Music / Jazz

Review: The Pushy Doctors

By Tony Benjamin  Friday Aug 21, 2015


Jazz @ Future Inn, Thursday August 20

When assured jazz musicians get together for pure fun the results can be as satisfying for an audience as it is for them. Formed by Andy Sheppard a few years ago, The Pushy Doctors shtick is to take familiar workhorses from the jazz standards repertoire, plus a few classic rock and pop tracks, and look for a new way of playing them that still does respectful justice to the musical worth of the original. Putting that approach into the context of a downtown hotel venue, therefore, with drinkers and diners loudly enjoying themselves upstairs, added an almost perfect note to the irony of the band’s mission to subvert the function band notion.

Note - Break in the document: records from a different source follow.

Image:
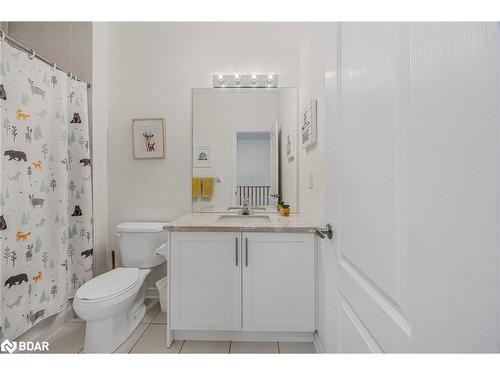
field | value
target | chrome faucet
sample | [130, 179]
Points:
[245, 209]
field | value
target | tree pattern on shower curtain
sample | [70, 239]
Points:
[45, 190]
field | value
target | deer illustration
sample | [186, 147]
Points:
[35, 89]
[148, 136]
[15, 177]
[22, 236]
[27, 134]
[29, 255]
[40, 223]
[35, 201]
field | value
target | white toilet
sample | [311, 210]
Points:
[112, 304]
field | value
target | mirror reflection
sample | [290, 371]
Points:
[244, 149]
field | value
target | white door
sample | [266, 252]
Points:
[274, 163]
[206, 280]
[413, 188]
[278, 282]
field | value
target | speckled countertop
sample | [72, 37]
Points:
[208, 222]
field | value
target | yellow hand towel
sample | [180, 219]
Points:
[207, 187]
[196, 187]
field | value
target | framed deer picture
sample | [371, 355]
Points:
[148, 138]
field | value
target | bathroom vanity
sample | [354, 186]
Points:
[233, 277]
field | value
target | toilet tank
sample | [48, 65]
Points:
[138, 242]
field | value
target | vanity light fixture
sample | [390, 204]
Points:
[238, 80]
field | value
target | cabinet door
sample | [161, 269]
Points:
[206, 281]
[278, 282]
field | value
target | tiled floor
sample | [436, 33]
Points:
[149, 337]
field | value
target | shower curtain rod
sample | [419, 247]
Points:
[32, 52]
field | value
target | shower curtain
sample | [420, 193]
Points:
[45, 190]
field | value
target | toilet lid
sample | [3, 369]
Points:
[109, 284]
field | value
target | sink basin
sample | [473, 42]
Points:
[235, 208]
[241, 219]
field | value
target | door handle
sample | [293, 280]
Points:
[246, 252]
[236, 250]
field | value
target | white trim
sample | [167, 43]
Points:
[152, 292]
[318, 345]
[243, 336]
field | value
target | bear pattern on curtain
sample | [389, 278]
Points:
[45, 190]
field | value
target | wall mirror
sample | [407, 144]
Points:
[244, 147]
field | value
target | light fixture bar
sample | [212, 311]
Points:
[221, 80]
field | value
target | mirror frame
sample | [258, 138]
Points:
[297, 135]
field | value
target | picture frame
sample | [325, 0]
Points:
[309, 126]
[148, 138]
[202, 157]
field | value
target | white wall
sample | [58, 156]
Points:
[253, 159]
[68, 43]
[287, 120]
[100, 146]
[217, 113]
[413, 186]
[317, 59]
[152, 69]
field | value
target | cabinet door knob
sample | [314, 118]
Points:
[246, 252]
[236, 250]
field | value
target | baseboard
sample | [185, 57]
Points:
[48, 326]
[242, 336]
[152, 292]
[318, 345]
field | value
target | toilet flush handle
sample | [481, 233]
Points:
[162, 250]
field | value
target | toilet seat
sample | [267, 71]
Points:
[109, 285]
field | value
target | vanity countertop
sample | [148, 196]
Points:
[208, 222]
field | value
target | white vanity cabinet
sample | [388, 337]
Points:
[237, 281]
[205, 278]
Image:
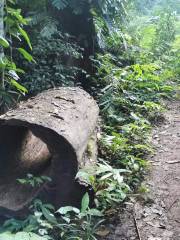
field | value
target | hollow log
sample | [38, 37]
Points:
[47, 135]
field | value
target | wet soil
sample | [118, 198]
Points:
[157, 218]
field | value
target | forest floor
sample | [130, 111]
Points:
[157, 216]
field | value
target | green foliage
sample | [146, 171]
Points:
[34, 181]
[56, 57]
[21, 235]
[14, 22]
[66, 223]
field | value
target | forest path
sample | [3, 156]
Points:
[158, 218]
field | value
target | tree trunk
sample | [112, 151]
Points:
[52, 135]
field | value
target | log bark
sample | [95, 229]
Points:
[47, 135]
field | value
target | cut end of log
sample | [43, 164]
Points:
[47, 135]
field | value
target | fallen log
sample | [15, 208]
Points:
[47, 135]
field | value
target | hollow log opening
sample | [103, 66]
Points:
[47, 135]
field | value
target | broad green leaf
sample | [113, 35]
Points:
[95, 212]
[85, 202]
[26, 55]
[18, 86]
[4, 42]
[25, 36]
[48, 215]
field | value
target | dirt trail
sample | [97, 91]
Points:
[159, 217]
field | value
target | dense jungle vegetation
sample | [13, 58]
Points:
[126, 54]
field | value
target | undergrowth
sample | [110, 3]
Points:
[130, 98]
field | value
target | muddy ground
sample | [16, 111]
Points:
[157, 218]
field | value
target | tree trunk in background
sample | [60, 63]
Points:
[52, 134]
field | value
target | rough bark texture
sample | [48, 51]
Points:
[47, 135]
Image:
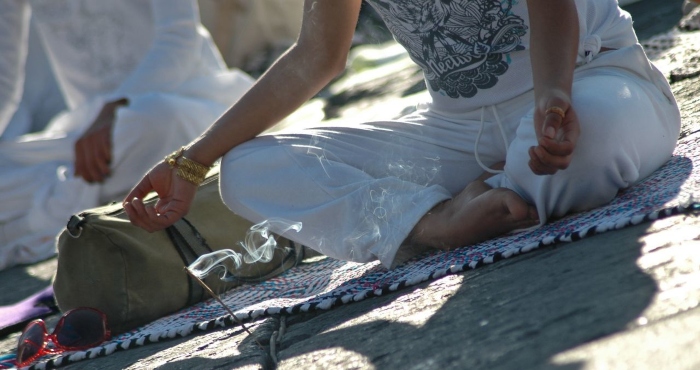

Regular Doctor Tony Orrell having his own health issues to deal with meant a line-up change, with drummer Mark Whitlam joining Andy and keyboard player Dan Moore. Maybe this explained the nicely unassuming start to proceedings, a gently swinging number with sketched Hammond chords and Andy’s tenor sax unfolding the tune. But a reflective sax soliloquy took things into a more urgent groove, with scattering drum shots announcing Dan Moore’s pounding left hand bassline into a classic hard-bop arrangement. Things became rhythmically forceful yet Andy’s composed playing gave a playful tone even  to this more assertive music, a mood caught by Mark Whitlam in an exuberant drum solo that never strayed into bombast and showed how the young player had comfortably assimilated himself into the trio.

 

From that point on the evening offered a superb sequence of numbers varying in mood from a (literally) staggering 3-time reggae version of I Only Have Eyes For You, a heavily-disguised, drum-led Caravan and a hauntingly simple rendition of Only Love Can Break Your Heart with full-effect church organ making it the ideal (if ironic) wedding waltz. But it was the two pieces either side of their set break that really showed what the Pushy Doctors could do as an empathetic trio, less solo dominated in favour of a group process. In their hands smooth jazz anthem Forever And A Day became a slow, sepulchral piece, falling chord changes and questing melody recalling the more atmospheric side of Esbjorn Svensson, while the beautifully complex arrangement of The Beatles’ Dear Prudence/She’s So Heavy allowed the melody to assemble subtly by inference and showcased Andy’s assertive soprano sax. HIs increasingly torrential playing ricocheted off Mark’s deconstructive drumming, the whole piece implacably held together by Dan’s stoic keyboard.

 

No doubt most people will see a Pushy Doctors gig as an Andy Sheppard performance and rightly so – no matter how often you hear him it is impossible not to remain impressed by his combination of technique, melodic invention and judgement: there’s not a note too many and none out of place. But if all that is what had made him an international star, it is his collaborative capacity that is equally important, giving his carefully chosen ‘sidemen’ a proper voice in proceedings and, often, bringing out even more from them as a result. It’s a rare skill in a big name player and an important reason why The Pushy Doctors is such a ridiculously good band.